The NFL has considered sites all over this region called the Southland and it has never suffered each one's shortcomings for long. A major complaint among everyone in Los Angeles who has done business with the league is that it has often secretly turned its attention to a different site while still smiling at the one it had been negotiating with. For instance, even as the NFL worked deals to finalize a lease with the coliseum and a possible land purchase agreement with Anaheim this spring, it had talks with Dodgers owner Frank McCourt about building a football field next to Dodger Stadium atop Chavez Ravine, a hillside near downtown.

"I've never been involved in a deal like this," said Mark Ridley-Thomas, a member of the state assembly from Los Angeles who used to represent Parks's district and is a longtime advocate of bringing football back to the coliseum. "Periodically they create competition -- Carson one day and Pasadena the next. They tell us Carson is the first choice and then it's Pasadena, They're constantly moving the ball on us.
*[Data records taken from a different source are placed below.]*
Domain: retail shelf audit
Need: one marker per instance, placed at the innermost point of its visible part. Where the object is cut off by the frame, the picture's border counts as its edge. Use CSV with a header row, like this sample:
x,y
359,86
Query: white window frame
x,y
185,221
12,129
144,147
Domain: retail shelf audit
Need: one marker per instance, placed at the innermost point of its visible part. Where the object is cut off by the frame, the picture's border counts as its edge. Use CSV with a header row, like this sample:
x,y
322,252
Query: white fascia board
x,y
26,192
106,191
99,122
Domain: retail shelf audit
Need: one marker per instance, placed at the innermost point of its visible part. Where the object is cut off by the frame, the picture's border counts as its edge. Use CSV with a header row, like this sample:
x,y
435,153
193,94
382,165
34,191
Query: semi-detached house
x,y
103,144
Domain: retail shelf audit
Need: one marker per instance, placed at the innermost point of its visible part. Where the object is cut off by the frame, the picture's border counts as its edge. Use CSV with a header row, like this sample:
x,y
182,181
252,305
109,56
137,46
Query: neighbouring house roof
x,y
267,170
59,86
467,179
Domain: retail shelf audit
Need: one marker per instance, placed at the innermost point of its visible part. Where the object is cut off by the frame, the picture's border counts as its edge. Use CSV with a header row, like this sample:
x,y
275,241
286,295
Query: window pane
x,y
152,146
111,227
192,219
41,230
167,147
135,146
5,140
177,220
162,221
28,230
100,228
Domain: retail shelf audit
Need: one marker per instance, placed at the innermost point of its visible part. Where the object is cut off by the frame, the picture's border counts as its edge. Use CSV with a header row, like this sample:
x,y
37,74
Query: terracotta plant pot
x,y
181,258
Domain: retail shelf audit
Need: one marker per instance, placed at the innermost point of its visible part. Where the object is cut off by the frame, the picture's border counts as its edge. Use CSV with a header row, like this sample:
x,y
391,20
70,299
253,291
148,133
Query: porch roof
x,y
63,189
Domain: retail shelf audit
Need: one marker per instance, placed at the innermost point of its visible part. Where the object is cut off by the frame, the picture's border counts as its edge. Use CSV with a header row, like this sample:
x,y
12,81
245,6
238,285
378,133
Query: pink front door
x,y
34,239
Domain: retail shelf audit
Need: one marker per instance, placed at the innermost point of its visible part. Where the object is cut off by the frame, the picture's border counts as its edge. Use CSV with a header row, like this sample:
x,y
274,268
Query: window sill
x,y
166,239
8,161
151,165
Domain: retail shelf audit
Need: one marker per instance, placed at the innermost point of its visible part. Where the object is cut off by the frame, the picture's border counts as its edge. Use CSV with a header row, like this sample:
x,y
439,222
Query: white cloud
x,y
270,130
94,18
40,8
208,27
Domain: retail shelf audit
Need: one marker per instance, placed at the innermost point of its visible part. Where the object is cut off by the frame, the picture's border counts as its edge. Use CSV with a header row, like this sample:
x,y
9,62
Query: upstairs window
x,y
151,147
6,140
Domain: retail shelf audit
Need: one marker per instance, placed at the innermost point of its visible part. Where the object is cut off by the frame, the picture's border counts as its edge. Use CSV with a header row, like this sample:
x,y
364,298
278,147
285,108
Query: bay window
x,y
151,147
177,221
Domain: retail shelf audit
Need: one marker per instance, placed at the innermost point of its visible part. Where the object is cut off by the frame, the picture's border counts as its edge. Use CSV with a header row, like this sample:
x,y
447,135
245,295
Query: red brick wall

They're always trying to leverage one venue against the next. There's something about Los Angeles that makes them drive up the price and that impedes the deal."

Then again, with so many political entities, there's a lot about Los Angeles that makes cutting a deal with one place very difficult.

As Neil Glat, the league's vice president for strategic planning and its point man on Los Angeles, says: "The reality is when you are dealing with a project of this scale you have to wade through a lot of complications. I think we're at a point where we understand how difficult it is" to build a stadium in Southern California.

A Very Expensive Lure

So what's in this for the NFL?

To buy a franchise in Los Angeles or Anaheim will cost a potential owner at least $1.5 billion. That's $800 million for the stadium -- which the league will pay for until it is bought back by the new owner -- and $700 million for the franchise. Both might be conservative figures. Construction costs have a way of climbing, and $700 million was what McNair paid seven years ago for the Texans. With five teams already worth more than $1 billion, according to the latest Forbes magazine estimates, who's to say the team's price this time, should it be an expansion team or otherwise, might not be more like $900 million?

Added to the stadium costs, it could become a $2 billion purchase.

And is anything -- even a state-of-the art stadium in Los Angeles or Anaheim -- worth that kind of money?

Apparently so, because there seem to be several willing buyers, among them the billionaire Larry Ellison or Philip Anschutz, who owns pieces of several sports teams including Major League Soccer's D.C. United and the Staples Center in Los Angeles, or Casey Wasserman, the grandson of the late movie mogul Lew Wasserman. And all of them understand the stakes are very different this time than in 1999 when they were outbid by McNair and Houston. For the league, this could be a perfect storm. It got an unexpected windfall from Houston's overwhelming bid seven years ago and still gets to put the Los Angeles market up for auction with a beautiful new stadium as the bait.